How would you put Michigan back to work?:
Government does not create jobs. Instead, we need to create a competitive business environment that encourages innovation and allows small businesses to grow - that's how we'll put Michigan back to work. I've mapped out how I would do this in my 10-Point Plan to Reinvent Michigan, which is on my website at www.rickformichigan.com.
If elected, what is your top priority in your first 100 days in office?:
Number one is get rid of the job-killing MBT, which will send a strong signal to job providers that our state is headed in a new direction and committed to creating an environment where the tax burden is low, the regulatory environment is reasonable and businesses have access to the support and resources they need to create jobs in Michigan.
Would you make changes to the Michigan Business Tax? If so, what changes?:
I plan to eliminate the Michigan Business Tax and the job-killing tax surcharge and replace it with a flat 6-percent corporate tax, which works out to a $1.5 billion tax cut. My plan will be especially helpful to small businesses who currently pay the Alternative Profit Tax because their rate would go from 1.8 percent to zero. My plan is simple, fair and easy for businesses to follow.
How would you balance Michigan’s budget? What specifically would you cut? How would you raise additional revenue?:
We need to implement “Value for Money” budgeting. Right now, government looks at how much money was spent last year, adds a little bit on for inflation, and calls it good. Nowhere in that process did anyone stop and ask if we were getting results for the money that is being spent. That’s wrong. Instead, we need to look at results. We also need to reduce the size of government and make public employee compensation affordable and comparable to the private sector.
What government reforms/changes would you put in place to help prevent budget shortfalls in future years?:
Again, we need to look at Value for Money budgeting. I also think we need to switch to a multi-year budget cycle so that lawmakers have to deal with long-term consequences of budget decisions instead of simply using quick fixes, Band-aids and other accounting gimmicks to push budget problems down the road.
Is Michigan’s system for funding K-12 and higher education reliable? Do you think the way Michigan funds education needs to be c:
The problem with Michigan's K-12 and higher education system isn't a lack of funds; it's that the funds aren't being used well. Michigan is among the top-spending states when it comes to education, yet our test scores consistently rank at the bottom of the pack. There's a clear disconnect between spending and results - just throwing more money at the problem won't solve anything. We need to reform our education system to make sure that programs are working and that we are getting results.
What special qualifications or talents do you have that make you the best choice for this position?:
When I talk about economic development, it isn’t just a theory - I have a proven record as a job creator. When I was with Gateway, the company grew from a little over 700 employees to more than 10,000. I’ve also built several small companies from scratch, creating hundreds of jobs in Michigan and across the country. I'm particularly proud of helping to found Ann Arbor SPARK, which is one of the most successful community-based economic development programs in the country. It's this focus on the economy and experience creating jobs that sets me apart from my opponent, and it is what I will use to Reinvent Michigan.
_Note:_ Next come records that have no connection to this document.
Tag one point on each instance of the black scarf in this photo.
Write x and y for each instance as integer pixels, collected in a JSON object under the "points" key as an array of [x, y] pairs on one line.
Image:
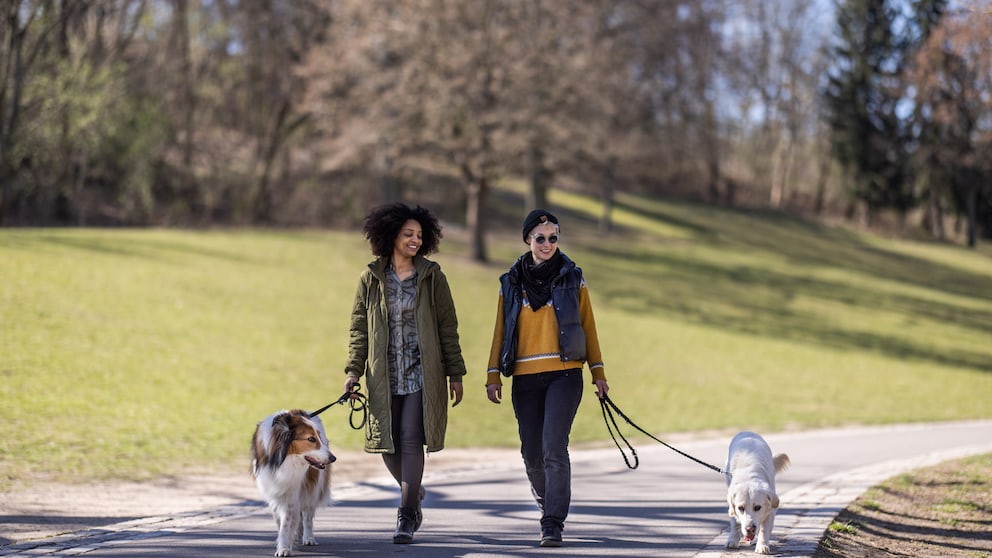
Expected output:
{"points": [[536, 278]]}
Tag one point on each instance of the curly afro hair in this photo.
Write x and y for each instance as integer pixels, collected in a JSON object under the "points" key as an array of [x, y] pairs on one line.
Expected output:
{"points": [[384, 222]]}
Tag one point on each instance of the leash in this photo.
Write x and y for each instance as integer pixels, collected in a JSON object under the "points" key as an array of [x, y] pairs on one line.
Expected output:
{"points": [[356, 400], [609, 407]]}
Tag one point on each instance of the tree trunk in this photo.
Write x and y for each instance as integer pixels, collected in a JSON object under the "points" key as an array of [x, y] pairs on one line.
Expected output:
{"points": [[609, 187], [540, 175], [476, 189]]}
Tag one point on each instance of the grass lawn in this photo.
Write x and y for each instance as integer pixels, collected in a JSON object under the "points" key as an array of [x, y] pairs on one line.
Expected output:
{"points": [[132, 353]]}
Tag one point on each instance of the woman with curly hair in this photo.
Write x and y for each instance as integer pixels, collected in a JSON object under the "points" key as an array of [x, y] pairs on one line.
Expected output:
{"points": [[404, 342]]}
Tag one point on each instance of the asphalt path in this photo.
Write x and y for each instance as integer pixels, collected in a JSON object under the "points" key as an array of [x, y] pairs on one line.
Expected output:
{"points": [[668, 506]]}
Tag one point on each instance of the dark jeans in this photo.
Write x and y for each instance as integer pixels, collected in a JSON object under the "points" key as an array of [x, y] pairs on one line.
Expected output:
{"points": [[545, 405], [406, 464]]}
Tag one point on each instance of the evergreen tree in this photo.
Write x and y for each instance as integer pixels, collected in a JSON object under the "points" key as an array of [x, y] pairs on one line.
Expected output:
{"points": [[866, 96]]}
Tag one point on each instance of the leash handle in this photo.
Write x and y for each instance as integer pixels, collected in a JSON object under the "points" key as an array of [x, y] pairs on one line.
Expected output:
{"points": [[356, 400], [608, 418], [607, 401]]}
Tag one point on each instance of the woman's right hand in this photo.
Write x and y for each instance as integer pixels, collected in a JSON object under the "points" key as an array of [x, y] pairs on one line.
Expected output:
{"points": [[494, 392], [351, 381]]}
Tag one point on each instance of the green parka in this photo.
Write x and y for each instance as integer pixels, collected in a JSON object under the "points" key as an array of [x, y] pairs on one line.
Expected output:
{"points": [[440, 352]]}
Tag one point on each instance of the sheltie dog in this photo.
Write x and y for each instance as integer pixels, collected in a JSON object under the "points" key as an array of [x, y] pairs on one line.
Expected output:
{"points": [[290, 462], [751, 495]]}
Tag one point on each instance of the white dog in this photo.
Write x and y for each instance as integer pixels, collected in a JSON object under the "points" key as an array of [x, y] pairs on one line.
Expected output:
{"points": [[291, 467], [751, 492]]}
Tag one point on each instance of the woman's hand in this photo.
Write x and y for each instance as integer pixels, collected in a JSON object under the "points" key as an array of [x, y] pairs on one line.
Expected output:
{"points": [[494, 392], [602, 388], [351, 381], [455, 390]]}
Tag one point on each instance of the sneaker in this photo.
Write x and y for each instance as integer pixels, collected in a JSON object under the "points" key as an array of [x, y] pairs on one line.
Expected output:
{"points": [[550, 535], [404, 526], [418, 515]]}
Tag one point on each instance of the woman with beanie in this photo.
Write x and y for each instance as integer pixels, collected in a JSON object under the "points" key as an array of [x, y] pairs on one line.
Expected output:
{"points": [[544, 332], [404, 341]]}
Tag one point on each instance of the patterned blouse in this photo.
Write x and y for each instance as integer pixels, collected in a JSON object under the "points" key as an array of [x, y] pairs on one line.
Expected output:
{"points": [[405, 373]]}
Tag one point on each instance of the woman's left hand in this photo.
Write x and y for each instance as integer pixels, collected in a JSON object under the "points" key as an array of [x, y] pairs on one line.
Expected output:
{"points": [[602, 388], [455, 390]]}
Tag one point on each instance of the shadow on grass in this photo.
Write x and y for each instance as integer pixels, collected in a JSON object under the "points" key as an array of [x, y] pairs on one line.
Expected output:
{"points": [[746, 298]]}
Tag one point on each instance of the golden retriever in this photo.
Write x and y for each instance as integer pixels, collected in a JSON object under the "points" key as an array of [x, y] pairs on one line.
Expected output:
{"points": [[751, 492]]}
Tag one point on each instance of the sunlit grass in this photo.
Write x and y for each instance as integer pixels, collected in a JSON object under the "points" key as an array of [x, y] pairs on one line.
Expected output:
{"points": [[128, 353]]}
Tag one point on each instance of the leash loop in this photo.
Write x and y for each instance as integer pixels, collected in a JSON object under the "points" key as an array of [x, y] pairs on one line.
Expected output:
{"points": [[356, 401], [609, 407]]}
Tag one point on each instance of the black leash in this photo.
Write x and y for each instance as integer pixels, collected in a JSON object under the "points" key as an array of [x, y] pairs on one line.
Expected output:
{"points": [[356, 400], [609, 407]]}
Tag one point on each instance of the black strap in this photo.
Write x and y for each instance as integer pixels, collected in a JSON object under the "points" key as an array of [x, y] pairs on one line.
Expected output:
{"points": [[607, 404], [356, 400]]}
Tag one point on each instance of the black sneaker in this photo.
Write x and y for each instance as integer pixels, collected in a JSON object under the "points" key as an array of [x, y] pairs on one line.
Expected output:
{"points": [[404, 526], [418, 514], [550, 535]]}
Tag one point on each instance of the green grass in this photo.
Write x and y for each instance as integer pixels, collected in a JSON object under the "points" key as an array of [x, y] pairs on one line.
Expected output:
{"points": [[131, 353]]}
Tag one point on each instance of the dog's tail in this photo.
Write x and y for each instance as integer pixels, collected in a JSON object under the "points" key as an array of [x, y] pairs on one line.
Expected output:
{"points": [[781, 462]]}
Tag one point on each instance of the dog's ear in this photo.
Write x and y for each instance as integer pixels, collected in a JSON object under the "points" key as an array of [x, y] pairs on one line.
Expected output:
{"points": [[282, 437]]}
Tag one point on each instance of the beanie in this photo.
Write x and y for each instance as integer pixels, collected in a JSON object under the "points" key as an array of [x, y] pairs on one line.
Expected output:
{"points": [[535, 218]]}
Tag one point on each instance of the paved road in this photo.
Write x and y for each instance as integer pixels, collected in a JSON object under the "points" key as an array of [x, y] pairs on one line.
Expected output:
{"points": [[669, 506]]}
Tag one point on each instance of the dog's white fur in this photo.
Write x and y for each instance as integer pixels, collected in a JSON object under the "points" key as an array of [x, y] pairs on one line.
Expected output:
{"points": [[751, 494], [291, 467]]}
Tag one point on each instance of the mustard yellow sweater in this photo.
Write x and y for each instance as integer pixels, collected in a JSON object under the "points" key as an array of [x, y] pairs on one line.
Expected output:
{"points": [[538, 349]]}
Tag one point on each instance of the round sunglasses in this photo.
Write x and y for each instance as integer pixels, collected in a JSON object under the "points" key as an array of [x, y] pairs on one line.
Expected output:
{"points": [[553, 239]]}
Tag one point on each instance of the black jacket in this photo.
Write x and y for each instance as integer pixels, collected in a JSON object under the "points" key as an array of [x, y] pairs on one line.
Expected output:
{"points": [[565, 298]]}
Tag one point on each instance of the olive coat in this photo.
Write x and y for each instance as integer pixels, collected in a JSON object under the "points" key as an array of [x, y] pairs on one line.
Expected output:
{"points": [[440, 351]]}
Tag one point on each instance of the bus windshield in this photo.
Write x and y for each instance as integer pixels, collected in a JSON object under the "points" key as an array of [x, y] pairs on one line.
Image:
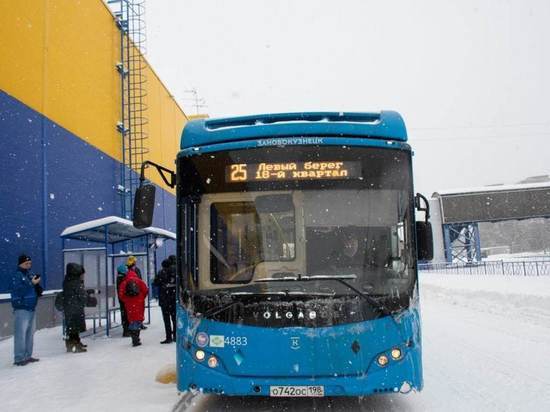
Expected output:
{"points": [[259, 235]]}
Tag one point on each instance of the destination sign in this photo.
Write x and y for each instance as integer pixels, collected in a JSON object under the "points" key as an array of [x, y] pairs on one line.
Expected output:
{"points": [[257, 172]]}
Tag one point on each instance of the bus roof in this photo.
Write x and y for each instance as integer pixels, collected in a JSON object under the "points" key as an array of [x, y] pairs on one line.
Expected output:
{"points": [[386, 125]]}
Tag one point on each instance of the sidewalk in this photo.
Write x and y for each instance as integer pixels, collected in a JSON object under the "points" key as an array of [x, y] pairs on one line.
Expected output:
{"points": [[112, 375]]}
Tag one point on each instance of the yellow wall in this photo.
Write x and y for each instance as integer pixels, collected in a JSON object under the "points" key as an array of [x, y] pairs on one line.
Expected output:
{"points": [[59, 57]]}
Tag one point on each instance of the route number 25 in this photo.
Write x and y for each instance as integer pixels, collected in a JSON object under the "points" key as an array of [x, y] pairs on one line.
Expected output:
{"points": [[238, 173]]}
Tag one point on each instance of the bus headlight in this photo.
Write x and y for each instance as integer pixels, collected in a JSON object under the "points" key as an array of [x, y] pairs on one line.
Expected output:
{"points": [[382, 360], [396, 353], [212, 361]]}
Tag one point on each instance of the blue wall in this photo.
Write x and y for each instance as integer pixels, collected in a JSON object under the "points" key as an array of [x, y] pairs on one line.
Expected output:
{"points": [[51, 179]]}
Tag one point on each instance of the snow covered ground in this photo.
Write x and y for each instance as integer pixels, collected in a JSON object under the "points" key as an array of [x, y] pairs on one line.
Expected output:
{"points": [[112, 375], [485, 342]]}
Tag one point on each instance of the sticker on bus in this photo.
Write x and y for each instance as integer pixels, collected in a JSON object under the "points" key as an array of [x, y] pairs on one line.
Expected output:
{"points": [[217, 341]]}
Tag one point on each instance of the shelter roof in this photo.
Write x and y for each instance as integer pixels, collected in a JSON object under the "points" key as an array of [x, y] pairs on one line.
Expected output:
{"points": [[117, 228]]}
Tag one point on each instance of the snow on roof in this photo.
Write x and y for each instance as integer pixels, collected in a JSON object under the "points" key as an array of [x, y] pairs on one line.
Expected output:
{"points": [[495, 188], [118, 229]]}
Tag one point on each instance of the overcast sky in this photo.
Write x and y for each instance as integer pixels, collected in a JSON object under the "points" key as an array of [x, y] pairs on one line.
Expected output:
{"points": [[471, 78]]}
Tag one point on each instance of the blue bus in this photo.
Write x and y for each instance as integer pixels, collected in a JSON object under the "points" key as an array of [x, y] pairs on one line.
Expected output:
{"points": [[297, 255]]}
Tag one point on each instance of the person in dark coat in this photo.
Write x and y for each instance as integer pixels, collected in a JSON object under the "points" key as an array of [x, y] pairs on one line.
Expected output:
{"points": [[133, 292], [121, 274], [74, 301], [166, 282]]}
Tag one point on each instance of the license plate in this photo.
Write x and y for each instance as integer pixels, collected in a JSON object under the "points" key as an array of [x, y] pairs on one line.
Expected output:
{"points": [[296, 391]]}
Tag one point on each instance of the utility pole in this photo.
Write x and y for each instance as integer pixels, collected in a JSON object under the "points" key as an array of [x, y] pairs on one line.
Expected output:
{"points": [[197, 101]]}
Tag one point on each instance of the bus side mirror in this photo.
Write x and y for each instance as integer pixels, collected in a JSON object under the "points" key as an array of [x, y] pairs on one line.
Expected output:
{"points": [[424, 241], [144, 205]]}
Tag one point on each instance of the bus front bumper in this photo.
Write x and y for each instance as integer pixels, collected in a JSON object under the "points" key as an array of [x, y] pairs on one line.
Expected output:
{"points": [[402, 376]]}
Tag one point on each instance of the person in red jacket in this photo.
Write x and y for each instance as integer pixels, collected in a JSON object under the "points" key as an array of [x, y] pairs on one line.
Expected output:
{"points": [[133, 291]]}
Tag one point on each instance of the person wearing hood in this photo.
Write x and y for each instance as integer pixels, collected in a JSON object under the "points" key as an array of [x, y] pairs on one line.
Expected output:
{"points": [[166, 282], [74, 301], [23, 300], [121, 274], [133, 291]]}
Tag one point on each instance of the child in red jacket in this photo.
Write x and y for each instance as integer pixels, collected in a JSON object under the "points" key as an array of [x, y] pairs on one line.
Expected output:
{"points": [[133, 291]]}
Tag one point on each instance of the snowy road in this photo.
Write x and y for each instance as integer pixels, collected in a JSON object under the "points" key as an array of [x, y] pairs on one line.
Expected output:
{"points": [[486, 343], [485, 349]]}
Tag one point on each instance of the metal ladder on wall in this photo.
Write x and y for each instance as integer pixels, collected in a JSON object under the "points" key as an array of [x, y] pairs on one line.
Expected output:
{"points": [[133, 123]]}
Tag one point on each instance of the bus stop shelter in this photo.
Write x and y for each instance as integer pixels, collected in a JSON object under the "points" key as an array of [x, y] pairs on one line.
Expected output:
{"points": [[100, 246]]}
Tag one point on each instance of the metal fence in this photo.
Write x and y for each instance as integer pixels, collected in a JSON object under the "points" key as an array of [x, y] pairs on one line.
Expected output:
{"points": [[538, 267]]}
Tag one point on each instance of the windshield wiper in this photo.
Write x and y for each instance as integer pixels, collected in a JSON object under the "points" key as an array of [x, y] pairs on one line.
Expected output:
{"points": [[218, 309], [339, 278]]}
I started taking community college classes during high school at Kellogg Community College, allowing me go on to earn a Bachelor's degree from the University of Michigan, an MBA and my law degree all by the age of 23.
Immediately after graduating, I served as an adjunct assistant professor of tax and accounting at the University of Michigan. I later served as an accountant at a tax firm in Detroit (Coopers & Lybrand, now PricewaterhouseCoopers) before joining Gateway as executive vice president, and then president and COO. While I was at Gateway, the company grew from a privately held company with a little more than 700 to a publicly-traded Fortune 500 company that employed more than 10,000 U.S. workers. After stepping down from Gateway, I returned home to Michigan to start an investment company focused on new technology. I later co-founded another company, Ardesta, that became one of the largest investment firms focused on micro and nanotechnology. I also wrote the business plan for Ann Arbor Spark, the economic development organization for the Ann Arbor region.
Aside from running for precinct delegate, this is my first campaign. I am not a career politician.
I am currently active on the board of directors or advisory boards of several privately held companies and community and educational organizations, including The Henry Ford, the Bank of Ann Arbor, and The University of Michigan. I've previously been active in the Michigan Economic Development Corporation (Chair), The Nature Conservancy–Michigan Chapter, the New Economy Initiative, and the Sphinx Organization. I am also a member of the Michigan Bar Association.